ハンガリー人の24歳のヒマワリのような笑顔の女の子「キャッツ」と、ワイルドだけどとっても優しいイタリア人「アンドレア」。仏教信者で博識、お話上手なホストの「マッシモ」。

個性的なメンバーで、これからのWWOOFがかなり面白くなりそうな予感のする初日。

マッシモが昼食の準備をしてくれている間に、キャッツが敷地内を案内してくれるとのこと。
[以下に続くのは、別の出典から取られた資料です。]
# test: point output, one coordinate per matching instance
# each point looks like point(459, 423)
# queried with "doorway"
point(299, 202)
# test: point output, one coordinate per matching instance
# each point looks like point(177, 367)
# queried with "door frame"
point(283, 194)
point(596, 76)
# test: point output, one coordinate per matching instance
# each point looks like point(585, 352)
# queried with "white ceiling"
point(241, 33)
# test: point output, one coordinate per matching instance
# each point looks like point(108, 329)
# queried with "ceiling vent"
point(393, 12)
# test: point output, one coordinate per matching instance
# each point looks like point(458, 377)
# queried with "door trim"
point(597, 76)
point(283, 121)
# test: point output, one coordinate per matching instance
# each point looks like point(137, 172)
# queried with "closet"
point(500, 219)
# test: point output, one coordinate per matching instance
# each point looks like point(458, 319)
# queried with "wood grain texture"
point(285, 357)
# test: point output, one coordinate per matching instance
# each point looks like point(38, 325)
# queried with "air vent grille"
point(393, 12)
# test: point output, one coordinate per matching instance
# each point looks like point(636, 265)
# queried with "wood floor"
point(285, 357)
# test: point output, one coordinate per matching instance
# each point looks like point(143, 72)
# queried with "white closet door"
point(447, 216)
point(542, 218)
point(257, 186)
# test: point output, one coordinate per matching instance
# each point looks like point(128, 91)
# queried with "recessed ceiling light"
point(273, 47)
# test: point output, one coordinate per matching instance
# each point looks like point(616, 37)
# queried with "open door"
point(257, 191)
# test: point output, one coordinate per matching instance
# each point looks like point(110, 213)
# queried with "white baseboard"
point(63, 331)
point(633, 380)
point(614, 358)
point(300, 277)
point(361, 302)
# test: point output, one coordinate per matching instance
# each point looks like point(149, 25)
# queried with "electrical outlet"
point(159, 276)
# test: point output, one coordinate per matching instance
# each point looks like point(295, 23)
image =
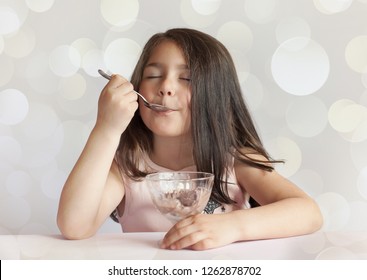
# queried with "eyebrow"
point(160, 65)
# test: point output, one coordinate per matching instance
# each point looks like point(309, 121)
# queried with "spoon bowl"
point(180, 194)
point(154, 107)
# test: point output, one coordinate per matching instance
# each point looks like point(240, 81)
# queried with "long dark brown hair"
point(220, 121)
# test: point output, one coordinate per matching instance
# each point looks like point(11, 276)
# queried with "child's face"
point(166, 81)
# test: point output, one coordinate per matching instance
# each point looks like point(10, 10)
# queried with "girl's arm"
point(285, 211)
point(94, 187)
point(92, 191)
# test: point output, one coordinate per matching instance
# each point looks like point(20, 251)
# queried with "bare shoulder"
point(263, 185)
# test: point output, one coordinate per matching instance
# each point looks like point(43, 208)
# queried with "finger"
point(178, 231)
point(116, 81)
point(192, 240)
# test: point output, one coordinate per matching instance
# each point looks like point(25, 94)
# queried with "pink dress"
point(140, 215)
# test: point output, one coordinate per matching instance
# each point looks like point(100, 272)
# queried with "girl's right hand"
point(116, 105)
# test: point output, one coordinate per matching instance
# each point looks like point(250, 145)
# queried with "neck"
point(174, 153)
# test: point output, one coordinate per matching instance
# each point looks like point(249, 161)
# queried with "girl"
point(210, 130)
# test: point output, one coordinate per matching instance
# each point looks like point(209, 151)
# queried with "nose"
point(167, 87)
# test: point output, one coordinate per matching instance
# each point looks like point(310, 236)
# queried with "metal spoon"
point(154, 107)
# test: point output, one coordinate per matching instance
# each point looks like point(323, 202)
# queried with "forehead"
point(167, 51)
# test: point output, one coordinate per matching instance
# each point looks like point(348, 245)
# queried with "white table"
point(140, 246)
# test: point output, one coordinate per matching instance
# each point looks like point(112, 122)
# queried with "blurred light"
point(195, 18)
point(65, 61)
point(21, 44)
point(40, 6)
point(300, 66)
point(236, 35)
point(283, 148)
point(121, 56)
point(332, 6)
point(13, 106)
point(335, 210)
point(120, 13)
point(206, 7)
point(356, 54)
point(307, 117)
point(261, 11)
point(292, 27)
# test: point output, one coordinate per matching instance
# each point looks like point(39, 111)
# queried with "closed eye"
point(153, 77)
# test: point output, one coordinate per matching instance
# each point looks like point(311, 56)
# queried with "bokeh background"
point(302, 66)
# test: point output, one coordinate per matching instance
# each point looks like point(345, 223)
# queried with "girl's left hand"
point(200, 232)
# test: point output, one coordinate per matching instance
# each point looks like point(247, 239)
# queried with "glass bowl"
point(178, 195)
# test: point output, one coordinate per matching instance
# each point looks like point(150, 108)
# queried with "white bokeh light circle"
point(358, 214)
point(194, 18)
point(93, 60)
point(302, 122)
point(350, 119)
point(363, 78)
point(9, 21)
point(80, 107)
point(337, 117)
point(13, 106)
point(73, 88)
point(39, 76)
point(300, 66)
point(236, 35)
point(6, 69)
point(336, 253)
point(13, 13)
point(19, 183)
point(261, 11)
point(332, 6)
point(52, 183)
point(121, 56)
point(356, 55)
point(358, 152)
point(362, 182)
point(40, 6)
point(292, 27)
point(120, 13)
point(253, 91)
point(310, 181)
point(1, 44)
point(41, 123)
point(358, 120)
point(283, 148)
point(84, 45)
point(335, 210)
point(206, 7)
point(65, 61)
point(9, 246)
point(40, 150)
point(75, 136)
point(15, 212)
point(21, 44)
point(10, 149)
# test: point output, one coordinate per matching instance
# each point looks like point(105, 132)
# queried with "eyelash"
point(156, 77)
↓ダイニングから直結している庭です。奥の森の半分くらいまでがマッシモの敷地。見切れている左側には果樹園やコンポスト、花壇や野菜畑があります。

↓森の奥の方まで行くことに。

↓森の奥の方からずっと小川が流れてきています。

マッシモがここの土地を気に入って農家民泊をしようと思った時の気持ちが痛いほどよく分かります。

気忙しいローマでの都会の生活から抜け出したくて、トスカーナの田舎でスローライフを送るためにここの敷地と建物を購入したマッシモ。
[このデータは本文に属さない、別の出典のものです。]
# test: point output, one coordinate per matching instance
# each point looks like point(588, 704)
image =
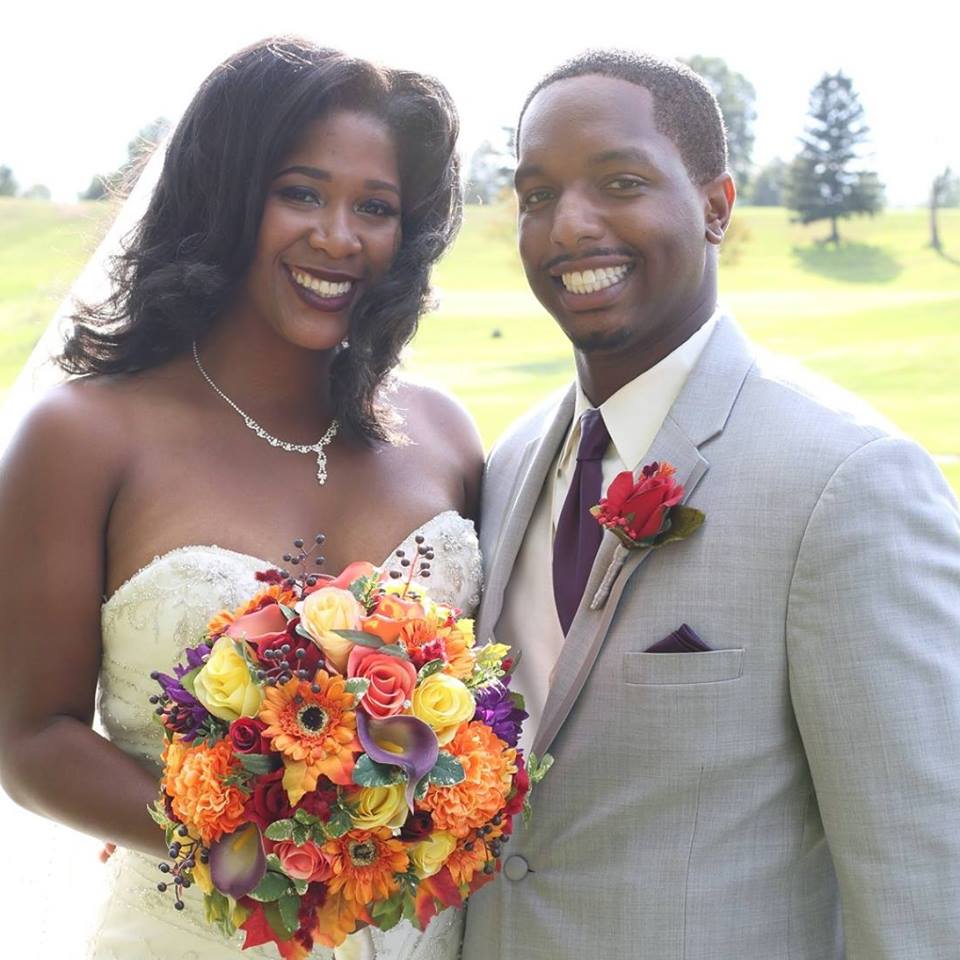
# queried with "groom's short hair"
point(684, 107)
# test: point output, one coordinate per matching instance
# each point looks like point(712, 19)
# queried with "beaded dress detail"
point(146, 625)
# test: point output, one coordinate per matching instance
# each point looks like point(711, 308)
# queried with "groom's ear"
point(719, 196)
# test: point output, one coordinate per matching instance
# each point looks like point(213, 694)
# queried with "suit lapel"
point(534, 464)
point(698, 415)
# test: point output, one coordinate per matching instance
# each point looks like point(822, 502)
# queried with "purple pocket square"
point(682, 640)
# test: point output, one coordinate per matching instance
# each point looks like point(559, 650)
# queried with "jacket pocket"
point(708, 666)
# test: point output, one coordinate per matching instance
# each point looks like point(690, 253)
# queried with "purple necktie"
point(578, 533)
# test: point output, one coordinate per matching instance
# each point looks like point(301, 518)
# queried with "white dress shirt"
point(633, 417)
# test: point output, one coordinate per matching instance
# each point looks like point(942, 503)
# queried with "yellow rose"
point(380, 807)
point(443, 703)
point(325, 611)
point(428, 856)
point(225, 685)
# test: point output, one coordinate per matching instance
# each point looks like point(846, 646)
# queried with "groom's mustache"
point(587, 255)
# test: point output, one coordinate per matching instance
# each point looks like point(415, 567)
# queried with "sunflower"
point(489, 765)
point(314, 726)
point(364, 863)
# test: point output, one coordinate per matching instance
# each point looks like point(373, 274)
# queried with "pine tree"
point(825, 182)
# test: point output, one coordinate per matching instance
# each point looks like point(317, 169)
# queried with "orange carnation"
point(194, 777)
point(463, 863)
point(364, 863)
point(489, 766)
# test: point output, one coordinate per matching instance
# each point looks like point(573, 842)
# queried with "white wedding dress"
point(146, 624)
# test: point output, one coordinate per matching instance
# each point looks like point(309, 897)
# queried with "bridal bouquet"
point(337, 754)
この小川に来た瞬間、地球のそのままの姿に近い状態のこの土地に初めて出会った時の過去のマッシモとシンクロしたような気がしました。

オーストラリアの「Our Little Farm」で生活していても感じた事ですが、「ここの土地が、オーガニックに適した土地になるべくしてなっている=自分が地球の一部であると感じさせられる」という感覚。
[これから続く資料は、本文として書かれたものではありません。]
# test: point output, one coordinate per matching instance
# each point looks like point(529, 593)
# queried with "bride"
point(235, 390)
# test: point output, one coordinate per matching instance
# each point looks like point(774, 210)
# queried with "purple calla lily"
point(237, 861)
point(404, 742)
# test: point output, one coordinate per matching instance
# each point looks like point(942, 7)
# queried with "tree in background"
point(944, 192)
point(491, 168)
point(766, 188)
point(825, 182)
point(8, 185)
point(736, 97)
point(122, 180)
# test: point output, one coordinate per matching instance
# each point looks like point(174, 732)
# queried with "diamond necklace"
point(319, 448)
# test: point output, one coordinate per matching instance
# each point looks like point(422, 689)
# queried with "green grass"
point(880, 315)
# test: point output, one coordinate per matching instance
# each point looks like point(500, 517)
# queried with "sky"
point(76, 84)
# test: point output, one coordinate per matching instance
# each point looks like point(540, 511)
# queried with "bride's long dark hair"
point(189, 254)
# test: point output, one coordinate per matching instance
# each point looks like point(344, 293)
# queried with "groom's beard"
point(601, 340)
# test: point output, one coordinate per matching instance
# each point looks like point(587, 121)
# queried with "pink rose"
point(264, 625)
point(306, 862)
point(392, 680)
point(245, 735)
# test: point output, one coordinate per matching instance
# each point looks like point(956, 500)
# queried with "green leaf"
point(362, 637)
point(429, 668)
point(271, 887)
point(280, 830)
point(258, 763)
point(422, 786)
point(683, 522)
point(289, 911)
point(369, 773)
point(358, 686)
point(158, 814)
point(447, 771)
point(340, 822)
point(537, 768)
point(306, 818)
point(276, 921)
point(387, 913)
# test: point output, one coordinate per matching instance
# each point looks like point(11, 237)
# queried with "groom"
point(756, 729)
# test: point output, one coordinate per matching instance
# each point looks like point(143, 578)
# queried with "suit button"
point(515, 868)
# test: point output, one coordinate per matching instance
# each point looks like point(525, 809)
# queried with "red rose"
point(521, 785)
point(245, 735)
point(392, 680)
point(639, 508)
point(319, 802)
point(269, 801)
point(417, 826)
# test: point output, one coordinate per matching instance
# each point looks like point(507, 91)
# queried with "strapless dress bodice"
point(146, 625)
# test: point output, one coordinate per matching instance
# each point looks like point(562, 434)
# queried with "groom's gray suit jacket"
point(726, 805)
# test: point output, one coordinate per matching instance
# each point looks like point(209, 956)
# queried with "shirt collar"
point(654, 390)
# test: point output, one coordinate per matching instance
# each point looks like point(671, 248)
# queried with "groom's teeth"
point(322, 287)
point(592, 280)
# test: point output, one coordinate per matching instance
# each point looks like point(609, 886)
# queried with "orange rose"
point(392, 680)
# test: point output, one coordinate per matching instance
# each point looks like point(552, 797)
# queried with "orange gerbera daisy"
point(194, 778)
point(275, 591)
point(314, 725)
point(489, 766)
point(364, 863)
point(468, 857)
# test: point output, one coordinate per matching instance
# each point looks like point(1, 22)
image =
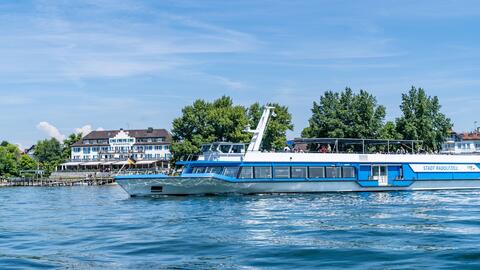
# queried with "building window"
point(246, 173)
point(263, 172)
point(281, 172)
point(299, 172)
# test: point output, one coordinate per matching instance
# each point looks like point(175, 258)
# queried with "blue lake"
point(102, 228)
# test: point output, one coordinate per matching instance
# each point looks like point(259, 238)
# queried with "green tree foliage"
point(281, 121)
point(67, 145)
point(346, 115)
point(48, 150)
point(221, 120)
point(49, 154)
point(13, 161)
point(204, 122)
point(9, 157)
point(389, 132)
point(422, 119)
point(27, 163)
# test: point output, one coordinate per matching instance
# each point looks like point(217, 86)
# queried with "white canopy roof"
point(94, 163)
point(71, 163)
point(146, 161)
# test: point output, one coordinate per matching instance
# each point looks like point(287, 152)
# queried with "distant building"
point(144, 144)
point(462, 143)
point(110, 149)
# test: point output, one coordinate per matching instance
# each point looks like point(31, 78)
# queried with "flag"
point(131, 161)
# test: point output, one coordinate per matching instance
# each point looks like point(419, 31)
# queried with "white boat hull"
point(212, 185)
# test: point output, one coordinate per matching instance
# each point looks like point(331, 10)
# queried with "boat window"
point(206, 148)
point(231, 171)
point(238, 148)
point(215, 170)
point(263, 172)
point(299, 172)
point(225, 148)
point(316, 172)
point(333, 172)
point(199, 170)
point(246, 172)
point(282, 172)
point(348, 172)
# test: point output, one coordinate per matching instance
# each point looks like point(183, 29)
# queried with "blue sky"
point(70, 65)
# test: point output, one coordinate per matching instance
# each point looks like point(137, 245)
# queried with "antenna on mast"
point(258, 133)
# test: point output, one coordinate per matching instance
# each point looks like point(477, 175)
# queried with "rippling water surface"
point(101, 227)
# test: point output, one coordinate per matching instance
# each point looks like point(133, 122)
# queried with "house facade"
point(118, 145)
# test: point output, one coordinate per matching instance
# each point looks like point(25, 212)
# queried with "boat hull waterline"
point(212, 185)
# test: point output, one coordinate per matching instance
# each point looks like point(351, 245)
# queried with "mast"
point(258, 133)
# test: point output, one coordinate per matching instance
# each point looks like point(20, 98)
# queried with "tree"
point(67, 145)
point(48, 150)
point(204, 122)
point(389, 132)
point(49, 154)
point(27, 163)
point(9, 156)
point(346, 115)
point(276, 133)
point(422, 119)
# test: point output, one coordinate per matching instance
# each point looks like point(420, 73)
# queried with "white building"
point(145, 144)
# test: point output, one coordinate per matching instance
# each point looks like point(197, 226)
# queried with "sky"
point(70, 66)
この感覚を、ここで暮らしている間に出来るだけ多く感じ取ることができたらいいなと、これからの14日間への希望を膨らませるのでした。

初日の午後~夜

ガランガランガラーン…

小川でキャッツと話していると、建物の方からベルの音がしました。

「お昼できたみたい!マッシモは昼食の準備が出来るとベルを鳴らして知らせるの」とキャッツ。

原始的で凄くいい…。こういう日常の一コマを求めていたのでしょうか。こんな小さな事にもちょっとした感動を覚えてしまう自分がいます。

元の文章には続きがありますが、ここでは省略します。